With an error code GS, FS, DS, ES, USER_SS, USER_ESP, EFLAGS, CS, EIP, Error code are pushed. Each is 32-bits wide (4 bytes). 10*4=40.
Without an error code GS, FS, DS, ES, USER_SS, USER_ESP, EFLAGS, CS, EIP are pushed. Each is 32-bits wide (4 bytes). 9*4=36.
The code in v8086 mode does this for the test:
; v8086 code entry point
v86_mode_entry:
ud2 ; Cause a #UD exception (no error code pushed)
mov dword [vidmem_ptr], 0xb8000+80*2
; Advance current video ptr to second line
hlt ; Cause a #GP exception (error code pushed)
; End of the test - enter infinite loop sice we didn't provide a way for
; the v8086 process to be terminated.

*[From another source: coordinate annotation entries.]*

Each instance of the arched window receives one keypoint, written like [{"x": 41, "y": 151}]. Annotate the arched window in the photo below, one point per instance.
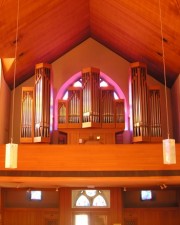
[{"x": 90, "y": 198}]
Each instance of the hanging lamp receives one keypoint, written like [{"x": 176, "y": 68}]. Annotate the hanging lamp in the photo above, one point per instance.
[
  {"x": 11, "y": 151},
  {"x": 169, "y": 151}
]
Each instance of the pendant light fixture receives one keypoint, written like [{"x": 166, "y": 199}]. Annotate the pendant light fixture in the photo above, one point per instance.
[
  {"x": 169, "y": 152},
  {"x": 11, "y": 150}
]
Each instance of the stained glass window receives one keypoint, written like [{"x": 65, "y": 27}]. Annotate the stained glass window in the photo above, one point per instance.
[{"x": 90, "y": 198}]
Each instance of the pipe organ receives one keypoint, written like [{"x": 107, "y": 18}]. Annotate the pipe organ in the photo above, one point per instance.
[
  {"x": 155, "y": 114},
  {"x": 35, "y": 107},
  {"x": 91, "y": 97},
  {"x": 91, "y": 106},
  {"x": 42, "y": 103},
  {"x": 145, "y": 106},
  {"x": 27, "y": 115}
]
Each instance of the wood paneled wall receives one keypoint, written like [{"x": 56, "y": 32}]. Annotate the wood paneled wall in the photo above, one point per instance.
[{"x": 149, "y": 216}]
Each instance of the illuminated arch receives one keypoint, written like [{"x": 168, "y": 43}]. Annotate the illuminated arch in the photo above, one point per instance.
[{"x": 73, "y": 79}]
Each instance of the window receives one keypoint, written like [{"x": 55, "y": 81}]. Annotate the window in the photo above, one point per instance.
[{"x": 90, "y": 198}]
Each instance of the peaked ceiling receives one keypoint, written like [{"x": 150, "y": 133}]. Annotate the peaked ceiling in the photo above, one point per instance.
[{"x": 49, "y": 29}]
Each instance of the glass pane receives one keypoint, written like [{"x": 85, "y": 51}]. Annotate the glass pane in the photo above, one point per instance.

We can't do a HLT at ring 3.
.endloop:
jmp $
There are two protected mode exception handlers reached through a 32-bit interrupt gate. Although long they ultimately do one thing - print out (in hex) the size of the exception stack frame as it appeared right after control reached the exception handler. Because the exception handler uses pusha to save all the general purpose registers, 32 bytes (8*4) is subtracted from the total amount.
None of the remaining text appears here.